Denilebilinirki, AKP ve Erdoğan orduya yaranamadı, ve hem kiliseden, hem de camiden olarak, kapatılmayla karşı karşıya geldi.
Burada AKP’nin başka bir yanılgısı daha var ki, oda eskisi gibi mağduriyet edebiyatiyla oy avcılığı artık halk tarafından yutulmayacaktır.
Halbuki AKP tutumunda tutarlı, dürüst ve karalı olsaydı gerçten oyları artarabilirdi.
Ancak AKP idda ettiği gibi halk ve hakka değil, hizmet değil orduya hizmeti esas aldı.

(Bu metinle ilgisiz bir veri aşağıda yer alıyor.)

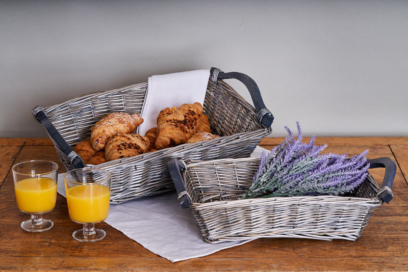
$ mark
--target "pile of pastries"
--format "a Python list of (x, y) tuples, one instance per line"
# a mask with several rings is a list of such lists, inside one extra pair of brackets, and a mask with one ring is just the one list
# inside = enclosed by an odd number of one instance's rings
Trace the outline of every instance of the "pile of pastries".
[(157, 117), (157, 126), (144, 136), (135, 132), (143, 122), (137, 114), (108, 114), (91, 128), (90, 137), (72, 149), (86, 164), (98, 165), (219, 137), (211, 133), (208, 117), (198, 102), (163, 109)]

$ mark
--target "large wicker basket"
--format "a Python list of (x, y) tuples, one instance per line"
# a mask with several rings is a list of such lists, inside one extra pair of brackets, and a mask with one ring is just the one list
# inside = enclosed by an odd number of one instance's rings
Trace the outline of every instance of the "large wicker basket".
[(203, 239), (210, 243), (261, 237), (354, 240), (374, 209), (392, 198), (396, 171), (389, 158), (368, 160), (385, 167), (380, 188), (367, 178), (347, 196), (241, 199), (252, 183), (259, 159), (222, 159), (168, 163), (183, 208), (190, 210)]
[[(242, 81), (249, 91), (253, 106), (223, 79)], [(65, 102), (33, 110), (53, 140), (67, 170), (84, 167), (71, 148), (89, 137), (90, 128), (109, 113), (140, 114), (147, 83), (85, 95)], [(167, 162), (173, 158), (186, 161), (247, 157), (261, 140), (271, 132), (273, 119), (264, 104), (257, 84), (240, 73), (224, 73), (212, 68), (203, 105), (213, 133), (220, 138), (187, 144), (95, 166), (112, 174), (111, 201), (126, 200), (174, 189)]]

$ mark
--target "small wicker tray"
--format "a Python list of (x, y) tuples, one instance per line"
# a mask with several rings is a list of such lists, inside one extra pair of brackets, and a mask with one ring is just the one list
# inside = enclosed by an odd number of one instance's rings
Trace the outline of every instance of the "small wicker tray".
[[(84, 95), (65, 102), (33, 110), (44, 126), (67, 171), (87, 166), (112, 174), (111, 202), (124, 201), (174, 190), (167, 163), (173, 158), (186, 161), (247, 157), (261, 140), (272, 132), (273, 120), (254, 81), (246, 75), (211, 69), (203, 105), (213, 133), (220, 138), (187, 144), (134, 157), (85, 166), (72, 148), (89, 137), (90, 128), (109, 113), (140, 114), (147, 83)], [(249, 91), (253, 106), (246, 102), (224, 79), (236, 79)]]
[(168, 163), (183, 208), (190, 211), (209, 243), (261, 237), (354, 240), (374, 210), (392, 198), (396, 166), (389, 158), (368, 160), (385, 167), (380, 188), (372, 176), (350, 196), (241, 199), (252, 184), (259, 159), (222, 159)]

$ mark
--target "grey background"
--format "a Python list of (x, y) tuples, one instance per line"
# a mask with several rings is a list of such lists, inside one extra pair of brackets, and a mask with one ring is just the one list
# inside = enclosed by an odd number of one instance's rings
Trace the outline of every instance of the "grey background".
[(255, 80), (272, 136), (406, 137), (407, 48), (407, 1), (2, 1), (0, 137), (46, 137), (37, 105), (212, 66)]

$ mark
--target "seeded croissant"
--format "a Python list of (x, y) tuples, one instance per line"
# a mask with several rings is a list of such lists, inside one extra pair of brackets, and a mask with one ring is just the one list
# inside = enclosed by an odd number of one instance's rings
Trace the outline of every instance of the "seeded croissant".
[(172, 110), (166, 108), (158, 117), (155, 144), (157, 149), (184, 144), (198, 127), (199, 119), (203, 111), (200, 103), (183, 104), (175, 110)]
[(111, 137), (116, 133), (133, 132), (143, 122), (143, 119), (137, 114), (108, 114), (91, 128), (92, 147), (97, 151), (103, 149)]
[(76, 154), (82, 158), (82, 160), (86, 164), (89, 159), (97, 152), (92, 147), (91, 140), (87, 138), (81, 142), (80, 142), (75, 147), (72, 148), (72, 150), (76, 152)]
[(105, 147), (107, 161), (146, 153), (149, 139), (136, 133), (117, 134), (108, 141)]

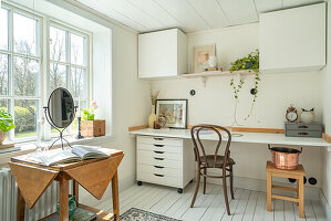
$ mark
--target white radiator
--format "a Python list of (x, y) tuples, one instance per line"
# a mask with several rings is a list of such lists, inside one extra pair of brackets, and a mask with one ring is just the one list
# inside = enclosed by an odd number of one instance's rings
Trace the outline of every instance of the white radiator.
[[(18, 185), (8, 168), (0, 168), (0, 221), (17, 220)], [(25, 221), (37, 221), (56, 211), (58, 182), (46, 189), (32, 210), (25, 206)]]

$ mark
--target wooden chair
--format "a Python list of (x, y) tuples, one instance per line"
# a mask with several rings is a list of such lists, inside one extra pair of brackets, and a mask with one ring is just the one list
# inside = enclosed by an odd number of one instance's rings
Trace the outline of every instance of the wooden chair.
[[(218, 143), (216, 145), (216, 149), (214, 155), (206, 155), (205, 147), (200, 140), (200, 133), (204, 130), (211, 130), (218, 135)], [(224, 155), (218, 155), (219, 147), (221, 144), (221, 131), (225, 131), (228, 140), (225, 147)], [(230, 178), (230, 191), (231, 191), (231, 198), (235, 199), (234, 196), (234, 173), (232, 173), (232, 166), (236, 164), (234, 159), (230, 158), (230, 144), (231, 144), (231, 134), (228, 129), (225, 127), (220, 127), (217, 125), (196, 125), (193, 126), (190, 129), (190, 136), (194, 144), (194, 152), (197, 161), (197, 182), (196, 182), (196, 190), (190, 203), (190, 208), (194, 207), (198, 190), (199, 190), (199, 183), (200, 183), (200, 176), (204, 177), (204, 194), (206, 193), (206, 180), (207, 178), (223, 178), (223, 189), (224, 189), (224, 197), (226, 202), (226, 208), (228, 214), (230, 214), (229, 209), (229, 201), (228, 201), (228, 194), (227, 194), (227, 182), (226, 178)], [(223, 170), (223, 176), (208, 176), (207, 169), (208, 168), (219, 168)], [(203, 170), (203, 172), (201, 172)], [(228, 171), (228, 175), (227, 175)]]

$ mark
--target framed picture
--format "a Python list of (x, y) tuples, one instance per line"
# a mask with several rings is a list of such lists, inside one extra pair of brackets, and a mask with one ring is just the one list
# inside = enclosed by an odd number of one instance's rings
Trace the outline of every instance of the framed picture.
[(215, 44), (193, 48), (193, 73), (208, 69), (209, 56), (215, 56)]
[(156, 99), (155, 114), (163, 127), (186, 129), (187, 99)]

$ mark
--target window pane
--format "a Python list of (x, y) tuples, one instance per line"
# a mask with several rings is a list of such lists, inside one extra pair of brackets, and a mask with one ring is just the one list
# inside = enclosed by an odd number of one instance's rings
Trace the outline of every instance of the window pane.
[(71, 63), (85, 65), (85, 39), (76, 34), (70, 34), (71, 40)]
[(50, 65), (50, 86), (51, 91), (58, 87), (66, 87), (66, 66), (51, 63)]
[(86, 70), (71, 67), (71, 93), (74, 97), (87, 96)]
[(0, 95), (8, 95), (9, 55), (0, 54)]
[(14, 94), (37, 96), (39, 94), (39, 62), (25, 57), (14, 57)]
[(8, 10), (0, 9), (0, 49), (8, 50)]
[(65, 50), (66, 50), (65, 31), (51, 27), (50, 28), (50, 59), (53, 61), (65, 62), (66, 61)]
[(13, 13), (14, 52), (38, 55), (38, 22), (28, 17)]
[(38, 101), (14, 101), (15, 138), (35, 136)]

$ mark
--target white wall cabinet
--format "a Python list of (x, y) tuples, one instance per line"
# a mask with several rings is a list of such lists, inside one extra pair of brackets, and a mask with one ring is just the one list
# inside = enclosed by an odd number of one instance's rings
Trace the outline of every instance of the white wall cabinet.
[(260, 70), (296, 72), (325, 65), (325, 3), (260, 14)]
[(182, 193), (194, 177), (194, 149), (188, 141), (178, 138), (137, 136), (138, 185), (151, 182), (175, 187)]
[(156, 78), (187, 73), (187, 35), (170, 29), (138, 35), (138, 77)]

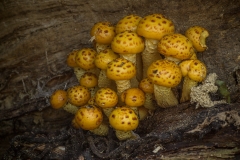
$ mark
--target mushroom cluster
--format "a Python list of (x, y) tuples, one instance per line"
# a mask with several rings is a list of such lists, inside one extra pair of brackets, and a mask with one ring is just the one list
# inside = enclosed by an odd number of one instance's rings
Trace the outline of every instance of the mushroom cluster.
[(189, 101), (191, 88), (206, 77), (206, 66), (197, 59), (197, 52), (207, 49), (203, 27), (181, 34), (162, 14), (131, 14), (116, 25), (94, 24), (90, 36), (92, 47), (67, 56), (79, 84), (50, 97), (54, 109), (75, 115), (77, 129), (105, 136), (112, 127), (119, 140), (138, 138), (134, 130), (141, 120), (157, 107)]

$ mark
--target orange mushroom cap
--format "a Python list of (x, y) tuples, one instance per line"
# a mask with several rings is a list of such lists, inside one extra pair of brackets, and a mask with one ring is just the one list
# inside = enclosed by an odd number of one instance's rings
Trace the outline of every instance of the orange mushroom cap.
[(98, 22), (92, 27), (90, 34), (97, 43), (110, 44), (115, 36), (114, 26), (110, 22)]
[(102, 111), (94, 105), (80, 107), (75, 115), (75, 122), (84, 130), (98, 128), (103, 121)]
[(112, 111), (109, 123), (116, 130), (131, 131), (138, 127), (139, 119), (131, 108), (123, 106)]
[(69, 103), (75, 106), (82, 106), (88, 103), (91, 98), (90, 91), (84, 86), (73, 86), (67, 90)]
[(137, 27), (138, 35), (156, 40), (160, 40), (166, 34), (174, 33), (174, 30), (172, 21), (162, 14), (151, 14), (143, 17)]
[(180, 67), (169, 60), (153, 62), (147, 70), (147, 75), (154, 84), (165, 87), (175, 87), (182, 79)]

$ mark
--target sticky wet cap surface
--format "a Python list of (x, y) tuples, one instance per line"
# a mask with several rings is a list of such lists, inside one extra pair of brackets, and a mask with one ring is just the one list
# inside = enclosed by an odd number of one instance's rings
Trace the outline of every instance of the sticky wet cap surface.
[(137, 25), (141, 19), (142, 18), (140, 16), (134, 14), (123, 17), (121, 20), (118, 21), (115, 27), (116, 33), (118, 34), (124, 31), (136, 32)]
[(118, 95), (110, 88), (101, 88), (95, 94), (95, 102), (102, 108), (115, 107), (118, 103)]
[(154, 84), (165, 87), (175, 87), (182, 79), (180, 67), (169, 60), (153, 62), (147, 70), (147, 76)]
[(108, 64), (106, 74), (112, 80), (127, 80), (136, 75), (136, 67), (124, 58), (117, 58)]
[(84, 130), (96, 129), (103, 121), (102, 111), (94, 105), (80, 107), (75, 115), (76, 123)]
[(131, 131), (137, 128), (139, 119), (132, 109), (124, 106), (112, 111), (109, 123), (114, 129)]
[(164, 35), (174, 33), (171, 20), (162, 14), (152, 14), (142, 18), (137, 27), (137, 33), (145, 38), (160, 40)]
[(105, 49), (99, 52), (95, 58), (95, 65), (100, 69), (107, 69), (107, 65), (109, 62), (118, 58), (119, 55), (112, 51), (112, 49)]
[(192, 42), (182, 34), (169, 34), (158, 43), (158, 51), (164, 56), (174, 57), (180, 60), (189, 59), (194, 48)]
[(125, 31), (113, 38), (111, 48), (119, 54), (137, 54), (144, 50), (144, 40), (135, 32)]
[(114, 26), (110, 22), (98, 22), (92, 27), (90, 34), (97, 43), (110, 44), (115, 36)]
[(92, 69), (95, 67), (94, 60), (97, 52), (92, 48), (81, 49), (75, 57), (76, 64), (85, 70)]
[(87, 104), (91, 98), (90, 91), (84, 86), (73, 86), (67, 90), (69, 103), (75, 106)]
[(145, 94), (139, 88), (130, 88), (121, 94), (121, 100), (129, 107), (140, 107), (145, 102)]

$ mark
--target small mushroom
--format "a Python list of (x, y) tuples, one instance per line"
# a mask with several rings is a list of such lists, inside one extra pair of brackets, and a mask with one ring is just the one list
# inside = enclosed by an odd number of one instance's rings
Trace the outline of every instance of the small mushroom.
[(109, 116), (109, 123), (115, 129), (119, 140), (137, 138), (132, 130), (138, 127), (139, 119), (131, 108), (123, 106), (114, 109)]
[(152, 83), (152, 81), (147, 77), (144, 78), (140, 81), (138, 87), (143, 90), (143, 92), (145, 93), (145, 102), (144, 102), (144, 107), (149, 109), (149, 110), (155, 110), (156, 107), (153, 103), (154, 100), (154, 85)]
[(145, 38), (145, 49), (142, 52), (143, 78), (147, 77), (147, 69), (157, 59), (161, 59), (157, 51), (157, 43), (166, 34), (174, 33), (171, 20), (162, 14), (151, 14), (143, 17), (138, 26), (137, 33)]
[(124, 31), (133, 31), (136, 32), (137, 25), (142, 18), (135, 14), (130, 14), (118, 21), (115, 26), (116, 34), (124, 32)]
[(89, 130), (97, 135), (108, 134), (108, 126), (103, 123), (102, 111), (94, 105), (80, 107), (75, 115), (75, 123), (84, 130)]
[(191, 88), (202, 82), (207, 75), (207, 68), (200, 60), (185, 60), (179, 64), (184, 77), (180, 102), (190, 100)]
[(87, 87), (91, 92), (91, 97), (93, 97), (98, 89), (98, 78), (91, 72), (85, 72), (80, 78), (80, 85)]
[(90, 31), (90, 35), (92, 36), (90, 41), (95, 40), (98, 53), (110, 47), (115, 36), (114, 29), (115, 27), (110, 22), (98, 22), (94, 24)]
[(95, 95), (96, 104), (102, 108), (107, 117), (118, 103), (117, 93), (110, 88), (100, 88)]
[(178, 100), (171, 88), (181, 82), (182, 73), (175, 62), (157, 60), (150, 65), (147, 75), (154, 84), (155, 99), (160, 107), (167, 108), (178, 105)]
[(185, 35), (192, 41), (193, 47), (197, 52), (203, 52), (207, 49), (206, 38), (209, 36), (209, 33), (205, 28), (192, 26), (186, 30)]
[(121, 100), (138, 115), (138, 107), (145, 102), (145, 94), (139, 88), (129, 88), (122, 92)]
[(116, 82), (117, 93), (120, 96), (124, 90), (131, 88), (130, 79), (136, 75), (136, 67), (124, 58), (117, 58), (108, 63), (106, 74)]
[(177, 64), (182, 60), (190, 59), (194, 54), (192, 42), (179, 33), (164, 36), (158, 43), (158, 51), (165, 56), (165, 59)]
[(106, 69), (109, 62), (118, 58), (119, 55), (114, 53), (112, 49), (108, 48), (99, 52), (95, 58), (95, 65), (100, 68), (100, 73), (98, 77), (98, 87), (109, 87), (113, 88), (113, 81), (107, 78)]
[(75, 62), (78, 67), (74, 68), (74, 73), (78, 81), (86, 71), (98, 75), (98, 71), (94, 63), (96, 55), (97, 52), (92, 48), (83, 48), (76, 53)]

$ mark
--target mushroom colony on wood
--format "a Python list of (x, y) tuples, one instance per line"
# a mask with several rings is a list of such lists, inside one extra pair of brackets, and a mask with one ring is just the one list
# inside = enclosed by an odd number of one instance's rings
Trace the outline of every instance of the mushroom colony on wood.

Halkta kendisine yalan söyleyen, kendisini kandıran Erdoğan ve partisini cezanandıracaktır. Yani artık AKP sadece ordu ve hukukun kıskacından öte, halkın da kıskacına girmiş bulunuyor. Hem dinden, hem imandan olan Erdoğan, hem halktan hem de ordudan oldu. Erdoğan iki karpuzu bir koltukta taşıyamadı.
AKP ister kapatılsın, ister kapatılmasın - ki kapanması ihtimali fazla - artık bir gerileme sürecine girmiştir ve bu gerileme, sonun başlangıcıdır. Bu gerileme sonucunun erken, ya da geç olması gelişmelere bağlı. Ama kesin olan bir şey var ki, artık bu gerileme sürecinin başladığı ya da başlatıldığı ve sonununda geleceği gerçeğidir.
Buna genel ve özel ekonomik sorunlarda eklenince bu sonucun hızlanacağı kesindir.
Hukuki olmasa da, Anayasa mahkemesine AKP nin kapatılması dileğiyle kerhen başarılar dilemek gerekiyor.